O setor agrícola nacional vive um cenário de forte contraste: embora os números oficiais confirmem que Portugal produz mais vinho e azeite do que aquilo que consome, o rendimento de quem trabalha a terra continua sob forte pressão. Entre a acumulação de stocks, a subida dos custos de produção e a concorrência externa, a abundância das estatísticas está longe de significar prosperidade para os agricultores.
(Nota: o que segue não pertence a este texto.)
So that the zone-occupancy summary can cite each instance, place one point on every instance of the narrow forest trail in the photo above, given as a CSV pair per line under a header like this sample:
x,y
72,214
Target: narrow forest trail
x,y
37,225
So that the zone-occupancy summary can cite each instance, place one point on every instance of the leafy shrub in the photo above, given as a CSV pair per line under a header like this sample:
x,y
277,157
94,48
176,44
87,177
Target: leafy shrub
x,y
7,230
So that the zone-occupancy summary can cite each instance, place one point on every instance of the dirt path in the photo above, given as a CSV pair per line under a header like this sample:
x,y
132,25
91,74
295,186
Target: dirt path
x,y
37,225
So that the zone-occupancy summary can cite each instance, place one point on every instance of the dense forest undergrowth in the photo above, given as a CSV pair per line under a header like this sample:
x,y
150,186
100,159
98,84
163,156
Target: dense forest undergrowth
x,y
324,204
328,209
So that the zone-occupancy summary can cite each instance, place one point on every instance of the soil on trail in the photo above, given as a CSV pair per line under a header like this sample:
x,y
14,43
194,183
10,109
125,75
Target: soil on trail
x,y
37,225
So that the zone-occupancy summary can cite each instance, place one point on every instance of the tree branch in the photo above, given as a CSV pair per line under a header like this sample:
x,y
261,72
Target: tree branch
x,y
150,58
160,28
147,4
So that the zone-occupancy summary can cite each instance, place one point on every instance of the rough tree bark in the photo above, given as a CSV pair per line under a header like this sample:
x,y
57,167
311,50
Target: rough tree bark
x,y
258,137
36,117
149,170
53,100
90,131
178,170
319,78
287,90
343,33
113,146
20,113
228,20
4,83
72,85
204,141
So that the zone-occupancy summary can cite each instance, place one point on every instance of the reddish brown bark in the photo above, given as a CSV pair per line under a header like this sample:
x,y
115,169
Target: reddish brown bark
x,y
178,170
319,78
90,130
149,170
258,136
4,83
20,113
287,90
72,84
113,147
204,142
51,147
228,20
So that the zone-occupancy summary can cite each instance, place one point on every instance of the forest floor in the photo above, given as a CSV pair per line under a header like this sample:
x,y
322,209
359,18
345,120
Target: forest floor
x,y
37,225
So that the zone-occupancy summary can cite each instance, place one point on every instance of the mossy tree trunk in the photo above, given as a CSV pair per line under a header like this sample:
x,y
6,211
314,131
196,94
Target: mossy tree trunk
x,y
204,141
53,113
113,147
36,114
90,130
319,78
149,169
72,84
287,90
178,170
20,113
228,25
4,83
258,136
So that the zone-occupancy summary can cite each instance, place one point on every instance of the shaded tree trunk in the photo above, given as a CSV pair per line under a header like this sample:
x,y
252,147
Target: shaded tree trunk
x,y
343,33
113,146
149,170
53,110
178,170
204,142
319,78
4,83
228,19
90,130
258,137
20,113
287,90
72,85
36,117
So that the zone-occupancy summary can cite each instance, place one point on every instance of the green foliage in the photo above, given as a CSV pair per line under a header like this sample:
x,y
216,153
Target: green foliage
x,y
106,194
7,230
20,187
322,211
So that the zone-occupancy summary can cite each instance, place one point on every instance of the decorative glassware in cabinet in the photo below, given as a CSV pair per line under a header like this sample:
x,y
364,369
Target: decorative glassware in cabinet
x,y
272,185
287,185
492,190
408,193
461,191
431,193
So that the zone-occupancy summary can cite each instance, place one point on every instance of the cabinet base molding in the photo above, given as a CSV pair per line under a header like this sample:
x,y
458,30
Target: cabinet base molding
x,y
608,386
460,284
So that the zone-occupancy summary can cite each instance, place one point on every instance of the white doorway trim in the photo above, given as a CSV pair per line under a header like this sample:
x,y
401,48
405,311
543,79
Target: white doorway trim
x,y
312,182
Apresentamos os principais desafios que marcam o setor agrícola em Portugal:
Crise Estrutural no Setor Vitivinícola
Stocks Cheios e Escoamento Difícil: O excesso de vinho acumulado nas adegas deixa viticultores sem garantia de comprador para as uvas ou sujeitos a preços que nem cobrem os custos de produção.
Apoios de Emergência: O Governo aprovou uma verba extraordinária até 12 milhões de euros (focada na região do Douro) para mitigar o impacto da falta de escoamento.
Escalada de Custos e Concorrência: Mão de obra, combustíveis e tratamentos fitossanitários continuam a subir, agravados pela entrada de vinho estrangeiro a preços reduzidos.
Crise Estrutural no Setor do Azeite
Duas Realidades no Olival: O crescimento do olival superintensivo no Alentejo disparou a produção nacional, mas deixou o olival tradicional (no Norte e Centro) em desvantagem devido aos elevados custos de colheita manual.
Pressão do Mercado Externo: A forte dependência das exportações e a oscilação de preços de grandes mercados (como Espanha) esmagam as margens de lucro dos pequenos olivicultores.